UPDATE #3: As the Secretary of State’s pushback continues, Doug Robinson’s campaign responds:
Again, not our words.
UPDATE #2: A detail from a Denver Post story in late March about Doug Robinson’s campaign’s discovery of fraudulent petition gathering tactics by Walker Stapleton demonstrates two very pertinent facts: a strong desire by Robinson to get to the bottom of the situation, at least then–and a direct connection from Stapleton to Colorado Secretary of State Wayne Williams:
Stapleton spokesman Michael Fortney, whose firm also consults for Secretary of State Wayne Williams’ re-election campaign, [Pols emphasis] said in a statement that he takes the claim seriously but he suggested the motivation for the complaint was political.
The secretary of state’s office said Robinson could take the matter to the local district attorney. His campaign said it wants the secretary of state’s investigation to continue.
“We think there is something there,” Robinson said. “And we think they should look into it.”
Folks, do you suppose the fact that Stapleton and Williams share the same campaign consultants as they both run for re-election in 2018 might imply a closer connection between them than Williams’ spokesperson would like you to believe?
If it seems to you like Williams’ office doth protest too much, that’s because it does.
UPDATE: In response to this post, the Secretary of State’s spokesperson is complaining–but not explaining:
Again, here is the verbatim quote from Doug Robinson at the heart of this story:
And the Secretary of State said that if we would agree not to pursue the Walker signatures, they would go with us in front of a judge and we’d be okay. [Pols emphasis]
These are not our words.
Secretary of State Wayne Williams (R).
An interview from last week of GOP gubernatorial candidate Doug “Mitt Romney’s Nephew” Robinson by April Zesbaugh of KOA-AM news in Denver is getting a lot of belated attention today, after somebody along the line realized the importance of what was said.
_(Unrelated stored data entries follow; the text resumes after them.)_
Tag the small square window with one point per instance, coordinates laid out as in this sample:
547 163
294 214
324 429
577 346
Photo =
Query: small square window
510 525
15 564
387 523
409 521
Turning to the subject of GOP gubernatorial frontrunner Walker Stapleton’s ballot petitions, which Stapleton withdrew after they were approved by fellow Republican Secretary of State Wayne Williams, Robinson makes what seems to be a startling admission.
ZESBAUGH: Let’s talk about the weird balloting process this year — good people getting kicked off the ballot, because of signatures and how they were gathered. How concerned were you just a few weeks ago, when you almost weren’t going to be on the ballot because of petitions in one district — I think — we’re short by 22 signatures.
ROBINSON: Yeah, so, uh, this was a new experience for me. But we felt good about it from the beginning. You know, the facts were — basically, we accidentally discovered that Walker Stapleton’s team was not gathering the right way, and committing fraud in that process. We, uh — Walker turned in his petitions, anyways. We turned ours in. The Secretary of State approved Walker’s signatures. Walker admitted that some of his were fraudulently collected. Secretary of State said that we were barely short, as as you said. We demonstrated that that was not the case. And the Secretary of State said that if we would agree not to pursue the Walker signatures, they would go with us in front of a judge and we’d be okay. [Pols emphasis] We agreed. We went in front of the judge. It was a 10 minute conversation. We were on the ballot. So, this whole thing has been kind of a crazy process. But that’s what happened. Those are the facts.
The timeline leading up to this situation is what’s critical: Stapleton’s petitions were “validated” by the Secretary of State on April 6, even though Robinson’s campaign was raising concerns about the legitimacy of those petitions–concerns that turned out to be dead-on accurate–in late March. It was days after Williams’ certification of Stapleton’s petitions, April 10, when Stapleton appeared at a press conference to announce that some of his signatures were collected fraudulently and that he would seek a spot on the ballot via the state GOP assembly.
And then Robinson’s campaign, which correctly identified the petition fraud that Williams’ office once again missed, was ruled by the same Secretary of State to be insufficient by 22 signatures. When considered against the backdrop of an obviously flawed process to validate Stapleton’s fraudulent petitions, the punctiliousness showed by Williams against Robinson is deeply questionable.
And that’s before Williams made a deal with Robinson to keep it all under wraps. Obviously to a neophyte candidate like Robinson, confronted with a Byzantine process controlled by a partisan official that just tossed him off the ballot, a deal by that same official to “go with us in front of a judge” and fix everything up would sound pretty good! All that was necessary was to “agree not to pursue the Walker signatures” and everything would turn out just fine.
Especially for Walker Stapleton and Wayne Williams, the one who submitted fraudulent petitions and the one who “validated” them. If Robinson’s story is accurate, this appears to be a Republican secretary of state using his influence over the election process to cover up the favored Republican candidate’s petition fraud–and in the most charitable analysis, Williams’ own incompetence.
And that, gentle reader, would be a very big scandal indeed.